Stage 1: Carpet and Recliners
Joey and Chandler’s apartment would not be complete without their signature recliners, so it is fitting that these are included in the set. Both chairs “double recline”; they rock back a little, stop, and then rock even further. The first recline is achieved using technic parts built into the floor, and the second using a bar and clip connection at the back of the chair. Both chairs move at the same time and cannot be reclined independently.
While this re-creates scene in Season 2, Episode 15 where Joey and Chandler “double recline” in their new chairs while groaning with pleasure, the play feature does not work well recreated in LEGO. There isn’t quite enough clutch power to hold the minifigures into the chairs after the first recline, and the minifigures tend to tumble backwards if you don’t hold their legs down for the second recline. Nevertheless, the movement is engaging, and it’s a nice Easter egg for fans.
Stages 2-6: Joey and Chandler’s Apartment
In bag 2 we build a rigid base for the apartment. The base is three plates thick, with a recessed area where the module built in the previous bag will slide in. While this stage doesn’t offer much for fans, you will find 2×2 Round Plates (part 4032) in the show’s iconic red, yellow, and turquoise colors hidden within the base.

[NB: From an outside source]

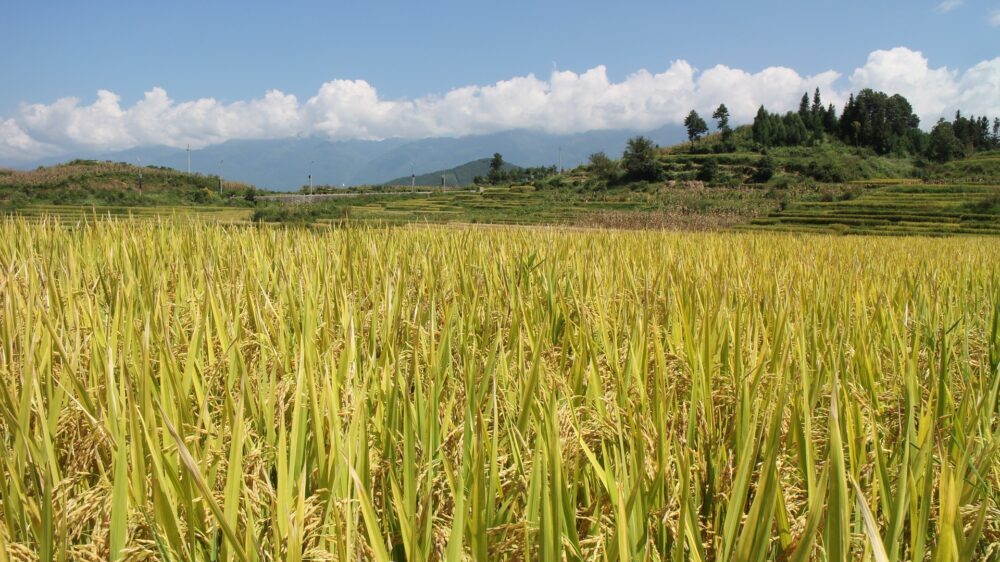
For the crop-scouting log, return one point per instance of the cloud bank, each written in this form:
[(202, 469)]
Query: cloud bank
[(566, 102)]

In bag 3 we build the kitchen and back walls of the apartment. The kitchen is rich with details from the show, such as the green bar stools, red coffee mug, wall hangings and appliance locations. There’s some nice parts usage for making the bar stools using telescopes for legs, and using new part 1×2 ½ (part 68013) in 1White to create the sink. The cabinets are created using opaque window panels and matching 1×2×2 Windows (part 60592) in 5Brick YellowTan.
In bag 4 we build the doors to the apartment and to the bathroom, along with the back and right-side walls. We also add a side table, some fun posters, sports equipment, and the foosball table. The foosball table cleverly uses nanofigs (part 90398) to represent the players and was the most engaging part of this bag for me to build. I enjoyed how it was placed at a slight jaunty angle in the apartment, rather than having all the elements on a 90-degree angle.
In bag 5 we build the doors that lead to Joey and Chandler’s bedrooms, along with the bright yellow couch, the coffee table, (complete with a pizza box, of course), and some lighting. The biggest Easter egg detail in this bag is the ridiculous, large, white dog that fans will recognize from when Joey’s option was picked up from Days of our Lives.
In bag 6 we put the finishing touches on the apartment, adding the tv consul the tops of the walls, the lighting rigs, and fan details such as the canoe from The One With The Cat (Season 4, Episode 2) as well as the chick and the duck from The One With The Chick and The Duck (Season 3, Episode 21). I found the tv console fun to build, and it was very satisfying to finally slot in the recliner module.
Stage 7: Hallway
In bag 7 we build the hallway between the two apartments. It is angled to the left so that when viewed straight on, it seems as if it continues to the stairwell. The radiator is somewhat awkward to add because of this angle. This could have been left empty, but instead includes the detail of the half-eaten cheesecake on the floor, complete with spoon, from The One With All The Cheesecakes (Season 7, Episode 11).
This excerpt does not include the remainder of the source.